Parlamento chumba lei laboral após Chega falhar acordo com Governo
A revisão da lei laboral caiu hoje na Assembleia da República. O Chega uniu os seus votos à esquerda parlamentar e chumbou a proposta na generalidade, após o colapso das negociações com o executivo.

A revisão da lei laboral caiu hoje na Assembleia da República. O Chega uniu os seus votos à esquerda parlamentar e chumbou a proposta na generalidade, após o colapso das negociações com o executivo.
Recusa de cálculos políticos
André Ventura garante que procurou um consenso até à última hora. O líder do partido afasta qualquer intenção de cálculo político no voto contra o diploma.
Numa declaração na sede nacional, em Lisboa, sem direito a perguntas dos jornalistas, Ventura justificou a decisão. O dirigente recusa aprovar uma lei que considera ser um instrumento de perseguição aos trabalhadores e prejudicial à economia portuguesa.

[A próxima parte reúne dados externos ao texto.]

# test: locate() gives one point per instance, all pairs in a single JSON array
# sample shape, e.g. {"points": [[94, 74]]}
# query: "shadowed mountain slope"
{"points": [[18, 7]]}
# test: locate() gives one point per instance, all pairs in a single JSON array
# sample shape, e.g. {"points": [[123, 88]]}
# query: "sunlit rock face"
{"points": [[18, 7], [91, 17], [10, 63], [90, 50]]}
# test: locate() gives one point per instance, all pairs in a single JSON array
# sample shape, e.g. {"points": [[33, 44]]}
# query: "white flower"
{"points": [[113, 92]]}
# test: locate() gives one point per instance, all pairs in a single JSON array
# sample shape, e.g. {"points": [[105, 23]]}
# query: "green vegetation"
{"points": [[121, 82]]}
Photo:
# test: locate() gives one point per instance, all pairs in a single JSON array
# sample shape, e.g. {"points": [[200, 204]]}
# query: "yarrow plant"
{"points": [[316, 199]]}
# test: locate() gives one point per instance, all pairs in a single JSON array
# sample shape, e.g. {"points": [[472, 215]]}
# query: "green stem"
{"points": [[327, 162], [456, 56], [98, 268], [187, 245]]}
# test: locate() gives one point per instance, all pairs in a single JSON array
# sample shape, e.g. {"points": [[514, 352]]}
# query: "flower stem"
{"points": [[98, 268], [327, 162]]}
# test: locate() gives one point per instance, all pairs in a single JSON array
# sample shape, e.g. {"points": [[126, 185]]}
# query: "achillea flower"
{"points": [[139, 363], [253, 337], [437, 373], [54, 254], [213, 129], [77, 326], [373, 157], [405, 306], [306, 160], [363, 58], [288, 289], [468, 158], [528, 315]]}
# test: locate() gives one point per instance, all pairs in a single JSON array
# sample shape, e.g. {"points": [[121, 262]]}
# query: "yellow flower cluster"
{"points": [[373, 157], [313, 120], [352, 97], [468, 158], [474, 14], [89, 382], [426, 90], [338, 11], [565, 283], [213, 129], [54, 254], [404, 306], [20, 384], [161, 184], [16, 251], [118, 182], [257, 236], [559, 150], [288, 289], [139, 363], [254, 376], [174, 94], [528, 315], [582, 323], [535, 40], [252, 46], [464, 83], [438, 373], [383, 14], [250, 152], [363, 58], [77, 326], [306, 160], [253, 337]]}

Pensões e reformas bloqueiam acordo
O fim das negociações esbarrou em três exigências centrais do Chega. O Governo recusou baixar a idade da reforma. O executivo aceitou criar uma comissão de estudo, mas rejeitou congelar o aumento da idade de acesso à pensão durante esse período de avaliação.
A imposição de limites às pensões milionárias também ficou pelo caminho. O Governo alegou que a medida provocaria desequilíbrios profundos no sistema de Segurança Social.
O fim das subvenções vitalícias para políticos foi a terceira proposta rejeitada. O executivo justificou a recusa com possíveis problemas de inconstitucionalidade.
Oposição em vez de submissão
O presidente do Chega demarca a sua posição perante a governação do país. Ventura sublinha que o objetivo da estrutura partidária não passa por servir de muleta ao executivo.
A estratégia foca-se em corrigir os erros do Governo. O líder promete manter uma oposição firme e responsável para garantir relações de trabalho sustentáveis em Portugal.